Atwood faced two daunting tasks in writing the book: first to create something following up a work that has become deeply embedded in American culture; then to believably detail how three people could bring a society crashing down. For the second challenge, as each character presents a unique perspective to the reader, each is also uniquely placed to chip away (or hack, or bulldoze) at Gilead’s weakening underpinnings. Aunt Lydia the secret-holder, who knows those weak spots intimately; Agnes’ privileged “purity”; and Daisy, a wild card, raised in an independent and non-conformist atmosphere while also placed in an ideal position to be used by others towards their own ends. Throw in a constant war that has depleted Gilead’s resources and forced increasing austerity on its citizens, and you have a boiling recipe for collapse.
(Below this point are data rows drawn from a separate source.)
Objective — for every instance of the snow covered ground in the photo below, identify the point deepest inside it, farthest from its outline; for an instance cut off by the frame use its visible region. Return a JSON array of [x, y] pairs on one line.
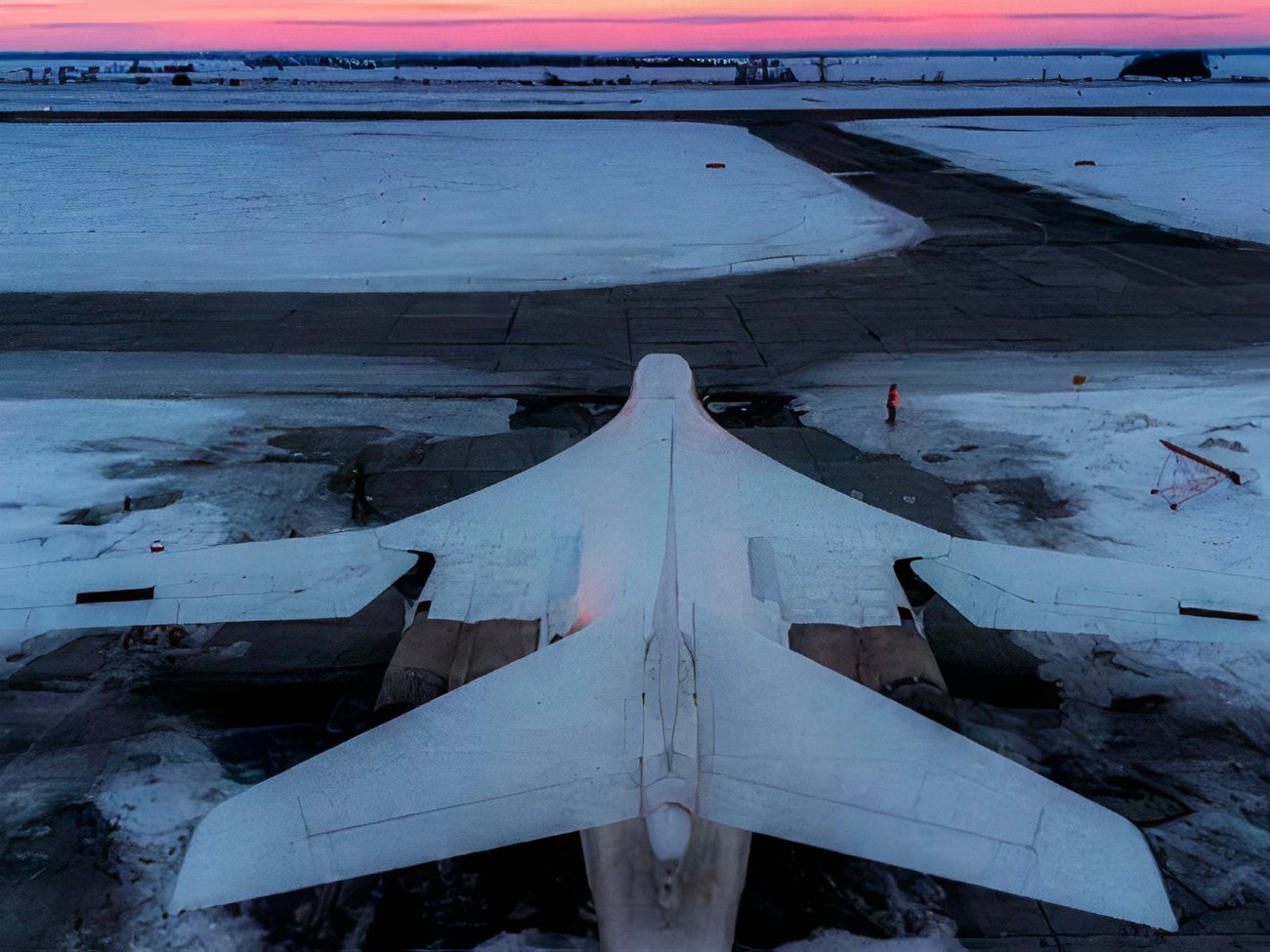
[[1186, 173], [71, 455], [970, 418], [966, 418], [900, 67], [417, 207], [344, 93]]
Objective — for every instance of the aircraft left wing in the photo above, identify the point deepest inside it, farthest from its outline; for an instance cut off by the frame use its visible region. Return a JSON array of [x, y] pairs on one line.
[[328, 576], [549, 744]]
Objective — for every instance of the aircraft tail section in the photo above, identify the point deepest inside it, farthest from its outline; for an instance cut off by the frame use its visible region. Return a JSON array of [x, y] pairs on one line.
[[791, 749], [546, 745]]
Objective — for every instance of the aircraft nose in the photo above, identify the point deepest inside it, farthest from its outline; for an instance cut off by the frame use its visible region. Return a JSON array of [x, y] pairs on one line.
[[663, 377]]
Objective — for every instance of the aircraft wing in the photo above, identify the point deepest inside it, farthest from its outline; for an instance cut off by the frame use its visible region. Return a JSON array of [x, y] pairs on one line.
[[329, 576], [1003, 587], [503, 553], [549, 744], [791, 749]]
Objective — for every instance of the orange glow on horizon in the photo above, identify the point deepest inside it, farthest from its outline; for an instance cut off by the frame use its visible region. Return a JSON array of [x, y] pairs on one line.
[[620, 25]]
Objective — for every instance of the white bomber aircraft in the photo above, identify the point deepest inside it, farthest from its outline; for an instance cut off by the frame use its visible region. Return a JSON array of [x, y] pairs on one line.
[[663, 712]]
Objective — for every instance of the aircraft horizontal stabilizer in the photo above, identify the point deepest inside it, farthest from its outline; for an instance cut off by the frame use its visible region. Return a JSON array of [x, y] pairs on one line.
[[1003, 587], [798, 752], [549, 744]]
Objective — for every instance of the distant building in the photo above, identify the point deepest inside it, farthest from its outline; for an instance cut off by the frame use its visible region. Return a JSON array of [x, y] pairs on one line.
[[761, 68], [1186, 64]]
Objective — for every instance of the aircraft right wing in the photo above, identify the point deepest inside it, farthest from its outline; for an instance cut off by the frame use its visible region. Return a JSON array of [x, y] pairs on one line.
[[1004, 587], [794, 750]]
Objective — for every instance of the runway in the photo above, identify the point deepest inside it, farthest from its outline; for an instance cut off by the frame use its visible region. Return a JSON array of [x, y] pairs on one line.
[[1010, 268]]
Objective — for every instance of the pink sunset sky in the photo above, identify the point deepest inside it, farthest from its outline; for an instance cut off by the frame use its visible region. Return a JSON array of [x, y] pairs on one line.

As to the first challenge, something that seemed nearly impossible to pull off but countless fans had asked her to do, Atwood doesn’t try to recreate her first book – to the point where the reader only gets cursory glimpses of handmaidens – but portrays a world of contradictions. We get scenes every bit as grim and stark as those in Handmaid’s Tale, including a look at the savagery Aunt Lydia endured both to survive at Gilead’s genesis as well as to rise in the ranks later, but also, paradoxically, the things that she and Agnes consider to be good and beautiful. It’s Atwood’s poignant reminder that there are beautiful things in life even among evil circumstances, though they are not enough to justify preserving the evil.

But while The Testaments doesn’t try to recapture the dark magic of its predecessor, it produces a different kind of magic all its own, sharp and grinding, filled with terror and small acts of heroism that add up to great ones. It’s a grueling and beautifully-written story of fighting, scraping, and discovering that even when you escape there might still be a bloody mess to deal with. It’s the excellent sequel that Atwood’s readers have spent years waiting for.

(Note: The Testaments was the co-winner, with Bernardine Evaristo’s Girl, Woman, Other for the 2019 Booker Prize for Fiction – the annual award given for the best English-language fiction book published in the United Kingdom.)